European Parliament amends proposal on private company statute
In March 2009, the European Parliament adopted the report on the Statute for a European Private Company. The objective of the proposed European Private Company (EPC) is to encourage cross-border activities of small and medium-sized enterprises. Like the European company statute, it is expected to contain provisions to protect employee involvement. Amendments proposed by the Parliament aim to avoid that companies use the EPC statute to circumvent rules on workers’ rights.
The report on the European Private Company (EPC) Statute adopted by the European Parliament on 10 March 2009 welcomes the European Commission proposal for a single set of rules for establishing a company under Community law.

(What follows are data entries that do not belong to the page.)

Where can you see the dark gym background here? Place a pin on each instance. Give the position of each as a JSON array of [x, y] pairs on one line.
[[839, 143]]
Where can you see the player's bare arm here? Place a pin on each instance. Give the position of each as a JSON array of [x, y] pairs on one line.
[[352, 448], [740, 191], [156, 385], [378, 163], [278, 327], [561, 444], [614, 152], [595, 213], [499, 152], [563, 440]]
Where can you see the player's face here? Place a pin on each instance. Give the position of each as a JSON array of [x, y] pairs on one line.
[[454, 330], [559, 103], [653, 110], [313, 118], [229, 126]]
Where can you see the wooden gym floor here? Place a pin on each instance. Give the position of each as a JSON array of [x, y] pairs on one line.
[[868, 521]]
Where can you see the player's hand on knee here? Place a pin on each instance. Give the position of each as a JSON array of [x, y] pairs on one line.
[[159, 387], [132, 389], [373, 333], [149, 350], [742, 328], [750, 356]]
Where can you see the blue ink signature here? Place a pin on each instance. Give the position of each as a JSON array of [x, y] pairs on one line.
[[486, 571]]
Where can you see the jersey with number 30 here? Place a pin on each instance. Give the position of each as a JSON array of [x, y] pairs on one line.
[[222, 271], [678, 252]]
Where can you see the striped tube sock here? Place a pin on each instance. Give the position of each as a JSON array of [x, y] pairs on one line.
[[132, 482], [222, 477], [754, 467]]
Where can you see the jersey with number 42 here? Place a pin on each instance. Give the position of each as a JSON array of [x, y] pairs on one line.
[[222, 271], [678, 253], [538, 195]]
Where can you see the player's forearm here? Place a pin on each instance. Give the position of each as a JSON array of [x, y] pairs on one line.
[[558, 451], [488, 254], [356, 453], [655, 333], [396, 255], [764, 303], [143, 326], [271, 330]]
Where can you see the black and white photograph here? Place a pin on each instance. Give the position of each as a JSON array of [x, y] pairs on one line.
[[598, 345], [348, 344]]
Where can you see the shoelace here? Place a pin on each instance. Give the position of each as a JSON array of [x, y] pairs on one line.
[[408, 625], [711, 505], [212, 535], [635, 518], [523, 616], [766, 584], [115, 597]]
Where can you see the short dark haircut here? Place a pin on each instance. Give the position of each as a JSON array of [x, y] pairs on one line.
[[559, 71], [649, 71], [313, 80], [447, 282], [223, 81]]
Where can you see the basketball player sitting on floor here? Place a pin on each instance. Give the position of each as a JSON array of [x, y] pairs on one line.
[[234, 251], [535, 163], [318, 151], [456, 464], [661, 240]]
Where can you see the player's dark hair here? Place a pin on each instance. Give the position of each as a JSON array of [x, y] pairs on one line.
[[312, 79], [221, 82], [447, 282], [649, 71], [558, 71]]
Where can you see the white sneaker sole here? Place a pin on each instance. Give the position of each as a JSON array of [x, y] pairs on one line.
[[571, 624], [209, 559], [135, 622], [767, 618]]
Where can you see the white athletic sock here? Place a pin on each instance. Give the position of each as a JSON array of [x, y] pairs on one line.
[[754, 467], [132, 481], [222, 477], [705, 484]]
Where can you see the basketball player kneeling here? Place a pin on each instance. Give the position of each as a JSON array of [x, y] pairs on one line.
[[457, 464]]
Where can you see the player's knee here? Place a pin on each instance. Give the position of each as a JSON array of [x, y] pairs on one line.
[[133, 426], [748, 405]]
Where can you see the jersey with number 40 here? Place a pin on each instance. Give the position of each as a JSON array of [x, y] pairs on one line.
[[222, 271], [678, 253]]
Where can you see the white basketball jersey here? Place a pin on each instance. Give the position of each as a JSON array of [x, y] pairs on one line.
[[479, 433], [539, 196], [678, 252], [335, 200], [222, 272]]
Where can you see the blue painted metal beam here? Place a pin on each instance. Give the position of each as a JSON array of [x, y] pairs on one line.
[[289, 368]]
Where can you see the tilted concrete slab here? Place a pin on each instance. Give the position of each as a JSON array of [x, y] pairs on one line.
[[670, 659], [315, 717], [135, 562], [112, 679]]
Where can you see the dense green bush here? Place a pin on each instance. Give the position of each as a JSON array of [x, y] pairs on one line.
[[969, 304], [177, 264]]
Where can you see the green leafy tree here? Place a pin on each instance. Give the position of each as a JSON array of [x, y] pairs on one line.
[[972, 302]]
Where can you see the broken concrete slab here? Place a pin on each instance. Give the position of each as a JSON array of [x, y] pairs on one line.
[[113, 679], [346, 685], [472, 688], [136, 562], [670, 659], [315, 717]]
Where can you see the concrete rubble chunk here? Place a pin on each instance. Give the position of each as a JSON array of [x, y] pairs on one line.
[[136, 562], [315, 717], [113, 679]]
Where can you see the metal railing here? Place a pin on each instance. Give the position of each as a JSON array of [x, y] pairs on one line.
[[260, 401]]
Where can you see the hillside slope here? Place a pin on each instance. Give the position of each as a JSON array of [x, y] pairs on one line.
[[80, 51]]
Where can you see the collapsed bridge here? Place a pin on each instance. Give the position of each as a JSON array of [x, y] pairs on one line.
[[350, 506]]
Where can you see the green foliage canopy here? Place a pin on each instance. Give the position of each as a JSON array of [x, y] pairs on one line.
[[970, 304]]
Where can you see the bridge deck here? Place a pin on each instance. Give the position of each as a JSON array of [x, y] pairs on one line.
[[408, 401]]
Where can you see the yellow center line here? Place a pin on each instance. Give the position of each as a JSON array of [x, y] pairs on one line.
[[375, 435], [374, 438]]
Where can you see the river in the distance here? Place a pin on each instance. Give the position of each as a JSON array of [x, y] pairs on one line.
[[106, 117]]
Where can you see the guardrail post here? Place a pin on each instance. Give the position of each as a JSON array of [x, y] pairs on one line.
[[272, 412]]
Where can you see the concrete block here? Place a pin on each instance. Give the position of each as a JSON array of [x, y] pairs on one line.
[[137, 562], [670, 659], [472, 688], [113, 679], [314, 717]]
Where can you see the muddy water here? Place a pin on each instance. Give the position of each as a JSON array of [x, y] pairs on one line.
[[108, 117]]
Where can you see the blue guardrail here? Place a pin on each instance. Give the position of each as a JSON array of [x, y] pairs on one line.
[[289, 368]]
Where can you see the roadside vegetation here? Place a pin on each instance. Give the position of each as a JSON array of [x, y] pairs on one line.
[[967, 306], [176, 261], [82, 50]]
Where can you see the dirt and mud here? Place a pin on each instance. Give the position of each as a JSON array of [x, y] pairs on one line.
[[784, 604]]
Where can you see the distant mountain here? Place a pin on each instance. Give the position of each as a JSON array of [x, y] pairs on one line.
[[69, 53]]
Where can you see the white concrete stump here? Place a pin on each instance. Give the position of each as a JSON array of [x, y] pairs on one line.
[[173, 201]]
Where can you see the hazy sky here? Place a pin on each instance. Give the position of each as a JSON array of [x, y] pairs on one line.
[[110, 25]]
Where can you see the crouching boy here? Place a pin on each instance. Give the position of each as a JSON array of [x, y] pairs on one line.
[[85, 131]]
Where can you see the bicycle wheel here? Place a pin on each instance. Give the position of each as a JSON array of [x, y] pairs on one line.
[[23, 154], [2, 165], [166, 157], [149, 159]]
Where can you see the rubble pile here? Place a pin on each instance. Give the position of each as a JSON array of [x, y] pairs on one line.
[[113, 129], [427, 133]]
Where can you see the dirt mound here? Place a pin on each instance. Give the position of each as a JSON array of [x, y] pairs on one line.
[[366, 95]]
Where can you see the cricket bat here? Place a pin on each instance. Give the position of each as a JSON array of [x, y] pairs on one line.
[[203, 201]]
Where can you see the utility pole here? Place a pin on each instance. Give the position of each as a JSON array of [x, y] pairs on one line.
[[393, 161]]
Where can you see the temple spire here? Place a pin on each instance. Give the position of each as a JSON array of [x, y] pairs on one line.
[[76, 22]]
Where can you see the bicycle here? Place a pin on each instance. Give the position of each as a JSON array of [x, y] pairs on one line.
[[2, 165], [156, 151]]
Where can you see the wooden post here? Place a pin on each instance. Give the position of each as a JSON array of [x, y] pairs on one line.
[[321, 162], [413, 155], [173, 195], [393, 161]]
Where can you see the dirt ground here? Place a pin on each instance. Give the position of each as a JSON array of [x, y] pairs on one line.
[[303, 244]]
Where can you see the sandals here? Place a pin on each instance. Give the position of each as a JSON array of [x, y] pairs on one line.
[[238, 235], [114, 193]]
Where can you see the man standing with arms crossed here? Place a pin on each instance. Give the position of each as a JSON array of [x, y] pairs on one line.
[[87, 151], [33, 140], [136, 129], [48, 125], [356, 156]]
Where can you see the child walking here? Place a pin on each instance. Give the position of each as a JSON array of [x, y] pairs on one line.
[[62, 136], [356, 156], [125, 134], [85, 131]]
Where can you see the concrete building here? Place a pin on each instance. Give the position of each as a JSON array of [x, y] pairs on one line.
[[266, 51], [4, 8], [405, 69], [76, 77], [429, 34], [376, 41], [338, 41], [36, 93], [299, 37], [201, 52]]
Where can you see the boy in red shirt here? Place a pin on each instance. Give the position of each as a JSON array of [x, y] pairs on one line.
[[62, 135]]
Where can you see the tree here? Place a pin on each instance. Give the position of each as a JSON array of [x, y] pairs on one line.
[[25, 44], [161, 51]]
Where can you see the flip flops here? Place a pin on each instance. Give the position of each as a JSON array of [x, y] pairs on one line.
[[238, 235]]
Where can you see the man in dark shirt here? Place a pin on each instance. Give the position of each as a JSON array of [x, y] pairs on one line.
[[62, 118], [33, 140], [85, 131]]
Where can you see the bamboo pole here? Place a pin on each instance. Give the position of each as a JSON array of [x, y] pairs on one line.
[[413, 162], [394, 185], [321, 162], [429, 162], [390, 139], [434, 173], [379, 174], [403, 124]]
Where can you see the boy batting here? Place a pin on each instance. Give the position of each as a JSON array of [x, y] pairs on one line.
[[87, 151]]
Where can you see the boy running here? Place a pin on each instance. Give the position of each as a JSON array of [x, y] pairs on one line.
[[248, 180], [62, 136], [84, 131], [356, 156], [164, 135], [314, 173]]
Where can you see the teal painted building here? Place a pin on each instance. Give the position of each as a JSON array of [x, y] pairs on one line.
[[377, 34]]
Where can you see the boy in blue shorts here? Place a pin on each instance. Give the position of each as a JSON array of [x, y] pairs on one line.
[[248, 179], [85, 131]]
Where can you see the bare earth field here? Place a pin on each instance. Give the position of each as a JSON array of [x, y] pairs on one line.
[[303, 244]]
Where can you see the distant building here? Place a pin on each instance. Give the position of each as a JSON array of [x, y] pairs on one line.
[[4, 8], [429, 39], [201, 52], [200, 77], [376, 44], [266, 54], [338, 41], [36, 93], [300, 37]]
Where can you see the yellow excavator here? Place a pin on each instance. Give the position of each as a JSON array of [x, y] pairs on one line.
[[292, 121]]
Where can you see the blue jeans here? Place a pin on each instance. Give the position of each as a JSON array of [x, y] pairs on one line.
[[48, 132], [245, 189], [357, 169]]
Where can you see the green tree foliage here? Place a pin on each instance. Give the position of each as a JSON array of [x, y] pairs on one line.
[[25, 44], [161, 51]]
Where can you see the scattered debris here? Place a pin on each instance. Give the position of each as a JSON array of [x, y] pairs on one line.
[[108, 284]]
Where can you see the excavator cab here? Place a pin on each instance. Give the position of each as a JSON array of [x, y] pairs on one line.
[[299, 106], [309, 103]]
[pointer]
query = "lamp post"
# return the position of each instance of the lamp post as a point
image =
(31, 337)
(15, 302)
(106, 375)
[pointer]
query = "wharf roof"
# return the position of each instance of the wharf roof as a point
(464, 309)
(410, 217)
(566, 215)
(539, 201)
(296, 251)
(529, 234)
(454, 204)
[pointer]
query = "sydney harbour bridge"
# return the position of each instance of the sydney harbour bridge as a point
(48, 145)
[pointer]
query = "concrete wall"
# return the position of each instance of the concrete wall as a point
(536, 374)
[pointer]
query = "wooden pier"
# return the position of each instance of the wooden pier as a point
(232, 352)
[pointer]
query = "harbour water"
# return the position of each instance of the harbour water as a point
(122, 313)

The EPC aims to reduce costs arising from disparities between Member States’ national laws and to facilitate the formation and operation of companies.
According to the Commission proposal, the EPC statute is suitable for any company having legal status and limited-liability share capital that does not offer its shares to the public. An EPC would be able to have its offices in any Member State and transfer it to any other Member State, without having to also move its central headquarters, as is currently required to comply with national rules.
Improvements in worker participation
The report by the Parliament also proposes amendments that are ‘essentially aimed at responding to the debates that are to be anticipated within the Council [of the European Union] and to counteract blockages within the Council’.
Compared with the Commission proposal, the Parliament’s report is more focused on ensuring that workers’ rights are not undermined. Thus, a set of amendments seek to avoid that companies use the EPC statute to circumvent such rights.
The proposed text states that each EPC should apply the rules on employee participation applicable in the Member State in which it has its registered office.
In the event of a company transfer, the rules of the country of registration shall continue to apply, unless one fourth of the employees – for companies with more than 1,000 employees – habitually work in a Member State or Member States that provide a greater level of employee participation. For companies with fewer than 1,000 workers, this threshold is set at one third of the workforce.
In this case, the Parliament’s report envisages negotiations between the management of the company and employee representatives aiming to reach an agreement on employee involvement. At this point, the report explicitly refers to the European company (Societas Europaea, SE) Directive (Directive 2001/86/EC).
Obligation to demonstrate a cross-border component
In order to avoid misuse, in particular with regard to workers’ participation, the European Parliament’s report includes the obligation for the EPC to demonstrate a cross-border component. A cross-border component could mean, for example, having a business objective covering more than one Member State or subsidiaries established in several EU countries.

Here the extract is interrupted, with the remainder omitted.